A Legacy in a Soup Pot From Chicken Soup for the Soul: Woman to Woman
The time to take the time is when you don't have time for it.~Attributed to both Jim Goodwin and Sydney J. Harris
Have you ever noticed the busier your life seems to be, the more empty it appears to become? I remember staring at my date book early one Monday morning - scores of meetings, deadlines and projects leered back at me, assailing my senses and demanding my attention. I remember thinking for the umpteenth time, "What does all this really matter?"
And lately, with all this introspection, I had been remembering my beloved grandmother. Gram had a sixth grade education, an abundance of kitchen table wisdom and a wonderful sense of humor. Everyone who met her thought it was so appropriate that she had been born on April 1 - the day of practical jokes, good laughs and hearty humor - and she certainly spent her lifetime buoying up everyone’s spirits.
Cerebral she was not, but to a child, she was Disney World personified. Every activity with Gram became an event, an occasion to celebrate, a reason to laugh. Looking back, I realize it was a different time, a different sphere. Family, fun and food played an important role.
Meals were Gram’s mainstay - occasions to be planned, savored and enjoyed. Hot, sit-down breakfasts were mandatory. The preparation of lunch began at 10:30 every morning, with homemade soup simmering, and dinner plans started at 3:30 P.M., with a telephone call to the local butcher to make a delivery. Gram spent a lifetime meeting the most basic needs of her family.
Stopping to pick up yet another take-out meal for dinner, my mind traveled back to her kitchen. The old, oak kitchen table, with the single pedestal... the endless pots of soups, stews and gravies perpetually simmering on the stove top... the homey tablecloths stained with love from a meal past. My gosh, I thought with a start.
I’m over forty, and I have yet to make a pot of soup or stew from scratch!

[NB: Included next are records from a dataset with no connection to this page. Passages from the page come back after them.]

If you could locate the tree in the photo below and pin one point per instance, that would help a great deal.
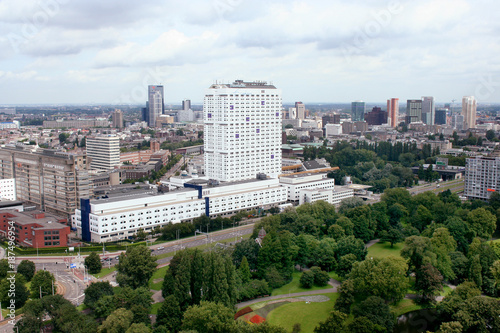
(169, 314)
(383, 277)
(4, 268)
(334, 323)
(136, 267)
(27, 269)
(42, 283)
(377, 311)
(307, 279)
(95, 291)
(428, 282)
(392, 236)
(20, 294)
(93, 263)
(117, 322)
(209, 317)
(482, 222)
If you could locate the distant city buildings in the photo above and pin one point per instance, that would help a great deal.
(393, 112)
(156, 104)
(428, 110)
(469, 111)
(413, 111)
(103, 152)
(358, 111)
(117, 118)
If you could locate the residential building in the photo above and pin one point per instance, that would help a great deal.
(301, 110)
(53, 181)
(393, 111)
(469, 111)
(35, 228)
(117, 118)
(413, 111)
(428, 110)
(242, 133)
(376, 117)
(358, 111)
(482, 177)
(103, 151)
(156, 104)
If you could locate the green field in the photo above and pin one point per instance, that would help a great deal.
(308, 315)
(382, 250)
(158, 274)
(294, 286)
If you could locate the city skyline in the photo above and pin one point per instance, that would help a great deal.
(59, 52)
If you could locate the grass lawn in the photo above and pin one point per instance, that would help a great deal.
(404, 306)
(155, 307)
(382, 250)
(308, 315)
(104, 271)
(158, 274)
(294, 286)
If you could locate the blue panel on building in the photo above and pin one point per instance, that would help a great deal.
(85, 209)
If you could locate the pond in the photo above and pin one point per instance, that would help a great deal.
(417, 321)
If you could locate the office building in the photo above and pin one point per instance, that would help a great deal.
(428, 110)
(440, 118)
(301, 110)
(242, 132)
(156, 104)
(469, 111)
(393, 112)
(53, 181)
(413, 110)
(358, 111)
(103, 152)
(117, 118)
(482, 177)
(376, 117)
(457, 122)
(186, 104)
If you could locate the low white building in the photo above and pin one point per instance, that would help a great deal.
(117, 218)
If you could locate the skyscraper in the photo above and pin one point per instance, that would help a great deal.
(156, 105)
(469, 111)
(358, 111)
(103, 151)
(428, 110)
(301, 110)
(117, 118)
(393, 111)
(413, 110)
(242, 130)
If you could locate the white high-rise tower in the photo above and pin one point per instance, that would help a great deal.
(242, 131)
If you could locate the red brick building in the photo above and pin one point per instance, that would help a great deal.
(35, 229)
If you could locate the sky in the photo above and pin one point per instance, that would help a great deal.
(316, 51)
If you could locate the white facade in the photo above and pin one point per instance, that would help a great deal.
(296, 183)
(331, 196)
(104, 152)
(482, 177)
(8, 189)
(469, 111)
(242, 132)
(118, 218)
(333, 129)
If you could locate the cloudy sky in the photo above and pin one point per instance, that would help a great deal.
(96, 51)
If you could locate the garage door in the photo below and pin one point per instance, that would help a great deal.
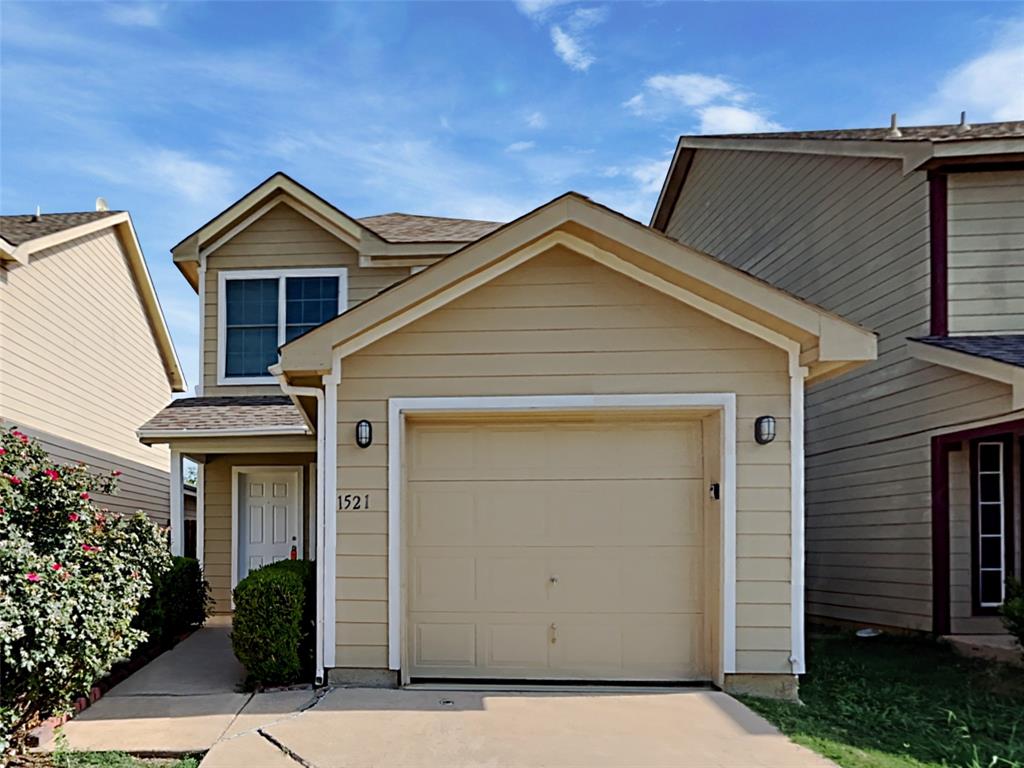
(555, 550)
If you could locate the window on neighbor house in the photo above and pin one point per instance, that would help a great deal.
(263, 312)
(991, 489)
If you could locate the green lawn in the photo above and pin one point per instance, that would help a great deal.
(116, 760)
(903, 702)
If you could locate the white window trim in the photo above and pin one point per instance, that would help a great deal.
(280, 274)
(724, 401)
(1001, 536)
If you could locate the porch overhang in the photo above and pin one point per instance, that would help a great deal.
(942, 352)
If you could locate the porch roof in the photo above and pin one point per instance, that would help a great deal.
(201, 417)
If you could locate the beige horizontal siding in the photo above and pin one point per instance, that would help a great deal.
(141, 487)
(217, 514)
(78, 359)
(282, 239)
(986, 252)
(852, 235)
(605, 335)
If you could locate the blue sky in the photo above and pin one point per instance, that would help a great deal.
(479, 110)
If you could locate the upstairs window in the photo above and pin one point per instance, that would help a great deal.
(260, 310)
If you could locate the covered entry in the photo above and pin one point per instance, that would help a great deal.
(557, 546)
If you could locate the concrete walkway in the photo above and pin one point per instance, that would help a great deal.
(183, 700)
(365, 728)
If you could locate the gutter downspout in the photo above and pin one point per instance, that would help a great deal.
(316, 392)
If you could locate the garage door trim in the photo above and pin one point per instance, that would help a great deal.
(723, 401)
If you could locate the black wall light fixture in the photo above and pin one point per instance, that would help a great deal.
(364, 433)
(764, 429)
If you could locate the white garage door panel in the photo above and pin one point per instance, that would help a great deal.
(552, 550)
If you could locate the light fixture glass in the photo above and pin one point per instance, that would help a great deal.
(364, 433)
(764, 429)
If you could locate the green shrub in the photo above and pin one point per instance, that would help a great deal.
(1013, 610)
(72, 578)
(272, 627)
(180, 602)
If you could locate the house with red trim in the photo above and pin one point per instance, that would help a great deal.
(913, 461)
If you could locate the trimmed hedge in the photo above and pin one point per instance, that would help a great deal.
(180, 602)
(272, 628)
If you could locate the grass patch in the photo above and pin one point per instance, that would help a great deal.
(69, 759)
(903, 702)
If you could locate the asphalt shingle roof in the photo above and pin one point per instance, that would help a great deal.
(225, 414)
(409, 227)
(1006, 129)
(1006, 348)
(18, 229)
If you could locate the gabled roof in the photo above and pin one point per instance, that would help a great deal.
(410, 227)
(914, 146)
(823, 341)
(18, 229)
(412, 240)
(31, 236)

Suddenly the cardboard take-out containers next to me looked almost obscene. I felt as if I had been blessed with a wonderful legacy, and for one reason or another, I had never quite gotten to the point of passing it on.
The following day, I rummaged through the attic searching for a cardboard box that had been stowed away. Twenty-five years ago, that box had been given to me when Gram decided to move from the old homestead. I vaguely remember going through my "inheritance" as a teen. Every granddaughter had received a pocketbook. Mine was a jeweled evening bag, circa 1920. I remembered I carried it at my college graduation. However, being a headstrong teen at the time of my "inheritance," I never really bothered with the rest of the contents. They remained sealed in that same box, buried somewhere in the attic.
It wasn’t that difficult to locate the box, and it was even easier to open it. The tape was old and gave way easily. Lifting the top, I saw Gram had wrapped some items in old linen napkins - a butter dish, vase and at the bottom, one of her old soup pots. The lid was taped to the pot itself. I peeled back the tape and removed the lid.
At the bottom of the pot was a letter, penned in Gram’s own hand:
My darling Barbara,
I know you will find this one day many years from now. While you are reading this, please remember how much I loved you, for I’ll be with the angels then, and I won’t be able to tell you myself.
You were always so headstrong, so quick, so much in a hurry to grow up. I often had wished that I could have kept you a baby forever. When you stop running, when it’s time for you to slow down, I want you to take out your Gram’s old soup pot and make your house a home. I have enclosed the recipe for your favorite soup, the one I used to make for you when you were my baby.
Remember I love you, and love is forever.
Your Gram
I sat reading that note over and over that morning, sobbing that I had not appreciated her enough when I had her. You were such a treasure, I moaned inwardly. Why didn’t I even bother to look inside this pot while you were still alive!
So that night, my briefcase remained locked, the answering machine continued to blink and the disasters of the outside world were put on hold. I had a pot of soup to make.